Die zwei hohen identischen Klinkerbauten im Stil der neuen Sachlichkeit am Eingang zum Stadtteil Luzenberg geben ihre Funktion nicht auf den ersten Blick preis. Die schmalen senkrechten Fensterbänder reichen fast über die gesamt Höhe der Fronten. Der zurückhaltende Bauschmuck mit herausgezogenen Klinkern an den Kanten der Gebäude könnt auch einem Sakralbau gut stehen. Es handelt sich jedoch um Gebäude der Energieversorgung: das Umspannwerk für die nördlichen Stadtteile von Mannheim, das 1928 in Betrieb ging.

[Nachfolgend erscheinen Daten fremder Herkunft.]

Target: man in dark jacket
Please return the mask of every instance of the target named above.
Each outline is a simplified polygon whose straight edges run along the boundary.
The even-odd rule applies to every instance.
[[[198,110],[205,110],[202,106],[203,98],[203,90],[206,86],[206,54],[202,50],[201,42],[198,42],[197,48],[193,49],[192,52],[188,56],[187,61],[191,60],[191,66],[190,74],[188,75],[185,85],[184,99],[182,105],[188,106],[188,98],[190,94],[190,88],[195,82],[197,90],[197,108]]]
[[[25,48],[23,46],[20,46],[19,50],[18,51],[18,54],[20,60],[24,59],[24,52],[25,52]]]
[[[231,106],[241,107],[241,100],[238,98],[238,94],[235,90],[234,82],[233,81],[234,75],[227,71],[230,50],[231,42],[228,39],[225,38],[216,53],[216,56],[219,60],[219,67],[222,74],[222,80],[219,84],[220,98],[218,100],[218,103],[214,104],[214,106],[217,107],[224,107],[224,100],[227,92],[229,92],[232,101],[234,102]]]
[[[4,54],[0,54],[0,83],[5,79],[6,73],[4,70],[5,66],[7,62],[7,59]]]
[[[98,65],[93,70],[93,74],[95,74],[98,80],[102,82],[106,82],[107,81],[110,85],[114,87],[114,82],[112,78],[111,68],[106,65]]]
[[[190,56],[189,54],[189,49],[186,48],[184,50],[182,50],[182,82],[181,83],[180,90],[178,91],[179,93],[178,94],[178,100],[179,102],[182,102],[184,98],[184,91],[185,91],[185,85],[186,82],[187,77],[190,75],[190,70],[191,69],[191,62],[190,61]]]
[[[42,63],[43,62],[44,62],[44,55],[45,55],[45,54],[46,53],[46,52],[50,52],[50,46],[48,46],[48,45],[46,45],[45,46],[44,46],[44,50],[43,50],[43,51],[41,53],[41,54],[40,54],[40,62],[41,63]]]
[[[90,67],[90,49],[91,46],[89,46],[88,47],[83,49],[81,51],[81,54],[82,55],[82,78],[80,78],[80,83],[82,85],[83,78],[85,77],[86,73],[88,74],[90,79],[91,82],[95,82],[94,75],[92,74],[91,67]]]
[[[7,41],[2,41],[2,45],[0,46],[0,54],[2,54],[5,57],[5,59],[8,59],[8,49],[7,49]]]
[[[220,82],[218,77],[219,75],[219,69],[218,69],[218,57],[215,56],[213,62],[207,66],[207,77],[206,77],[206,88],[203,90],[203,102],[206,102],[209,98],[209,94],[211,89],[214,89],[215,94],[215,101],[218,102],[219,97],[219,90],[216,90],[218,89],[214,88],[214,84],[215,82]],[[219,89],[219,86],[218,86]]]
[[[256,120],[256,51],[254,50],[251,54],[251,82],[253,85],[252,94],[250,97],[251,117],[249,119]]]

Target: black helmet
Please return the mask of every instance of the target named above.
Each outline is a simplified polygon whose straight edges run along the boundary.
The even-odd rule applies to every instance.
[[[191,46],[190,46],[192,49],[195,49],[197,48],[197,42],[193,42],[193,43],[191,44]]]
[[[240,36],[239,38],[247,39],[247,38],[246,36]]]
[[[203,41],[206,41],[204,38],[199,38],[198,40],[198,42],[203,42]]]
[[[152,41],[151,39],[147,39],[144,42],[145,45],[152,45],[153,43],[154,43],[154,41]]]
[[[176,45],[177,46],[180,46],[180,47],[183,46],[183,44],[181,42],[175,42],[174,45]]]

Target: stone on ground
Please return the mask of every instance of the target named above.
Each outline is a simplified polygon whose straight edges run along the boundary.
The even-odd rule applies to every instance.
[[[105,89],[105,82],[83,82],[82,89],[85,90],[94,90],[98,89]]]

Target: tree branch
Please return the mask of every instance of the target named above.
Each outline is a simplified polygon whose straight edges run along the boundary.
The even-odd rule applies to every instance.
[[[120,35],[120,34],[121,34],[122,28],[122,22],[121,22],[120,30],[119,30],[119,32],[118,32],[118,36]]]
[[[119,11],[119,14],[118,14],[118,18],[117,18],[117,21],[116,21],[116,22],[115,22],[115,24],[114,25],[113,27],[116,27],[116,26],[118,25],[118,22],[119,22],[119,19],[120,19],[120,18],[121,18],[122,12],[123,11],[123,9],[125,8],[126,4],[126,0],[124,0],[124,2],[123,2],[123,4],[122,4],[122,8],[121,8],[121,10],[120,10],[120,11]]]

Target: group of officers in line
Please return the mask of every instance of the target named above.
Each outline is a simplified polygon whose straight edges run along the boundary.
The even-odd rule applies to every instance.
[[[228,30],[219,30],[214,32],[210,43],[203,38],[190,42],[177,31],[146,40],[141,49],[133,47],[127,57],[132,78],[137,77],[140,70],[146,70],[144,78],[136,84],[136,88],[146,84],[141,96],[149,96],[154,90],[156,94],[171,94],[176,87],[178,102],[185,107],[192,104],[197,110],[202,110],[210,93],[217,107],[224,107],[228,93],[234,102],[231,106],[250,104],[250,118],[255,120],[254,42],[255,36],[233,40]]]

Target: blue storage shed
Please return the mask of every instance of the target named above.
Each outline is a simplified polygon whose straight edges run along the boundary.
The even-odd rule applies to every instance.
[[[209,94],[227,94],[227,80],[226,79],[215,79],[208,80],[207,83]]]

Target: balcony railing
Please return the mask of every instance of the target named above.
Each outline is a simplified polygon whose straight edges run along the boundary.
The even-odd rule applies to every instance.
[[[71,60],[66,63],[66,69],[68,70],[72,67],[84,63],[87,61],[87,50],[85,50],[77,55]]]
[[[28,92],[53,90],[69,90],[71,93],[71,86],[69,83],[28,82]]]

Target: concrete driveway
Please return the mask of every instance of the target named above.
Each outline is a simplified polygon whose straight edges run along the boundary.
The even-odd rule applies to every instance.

An den langen Seiten der Gebäude wiederholen sich die hohen, schmalen Lichtöffnungen. Dazwischen liegen zwei Reihen von 13 hochkantigen Fenster, die zu Bändern zusammengefasst sind. Die Sprossen der Fenster und die Gesimse sind aus hellem Werkstein und bilden einen starken Kontrast zu den dunkelroten Klinkern der Fassade. Je nach Wetter erscheinen sie warm-rot bist violett-grau. Ein grünspaniges Fallrohr betont die Senkrechte. Die flachen Walmdächer ohne Überstand sind von Nahem nicht sichtbar. Die Gebäude wirken deshalb fast scharfkantig.
Verbunden sind die Gebäude durch einen recht unscheinbaren Eingangsbau: eine grau gestrichene Metalltür, auf der ein gelb-schwarzes Dreieck vor Hochspannung und Lebensgefahr warnt. Der Eingang mit seinen vier Stufen wirkt unauffällig. Ursprünglich war der Eingang mit einem markanten Säulenvorbau versehen, der vermutlich der knappen Gehwegführung zum Opfer gefallen ist.
An der Stirnseite des linken Baus sind hohe Gestänge angebracht, die offenbar mit der Oberleitung der Straßenbahnen in Verbindung standen. Ob die historisch anmutenden Schalthebel noch eine Funktion haben, ist fraglich. Jedenfalls sind sie mit Vorhängeschlössern gesichert.
Interessant ist die Bebauung in der Umgebung: genau gegenüber liegt der Lutzenberg-Wasserturm mit der 1914 angebauten Schule. Beides sind Gebäude aus der Ära von Richard Perrey, der einen sehr klassischen Historismus als Baustil gepflegt hat.
Umspannwerk für die Versorgung der nördlichen Stadtteile mit dem Strom, der im GKM hergestellt wird.
Für die MVV eine Schwerpunktstation W 1 und für die RNV ein Gleichrichterunterwerk W 110
Was sind Umspannwerke?
„Umspannwerke sind Verbindungspunkte zwischen den regionalen und den örtlichen Stromverteilern. In Umspannwerken (UW) wie dem UW1 in Mannheim wird Strom von Hochspannung (110.000 Volt oder 110kV) auf Mittelspannung (20.000 Volt oder 20 kV) transformiert. Das Hochspannungsnetz der MVV Netze verbindet insgesamt neun dieser Umspannwerke im Versorgungsgebiet Mannheim.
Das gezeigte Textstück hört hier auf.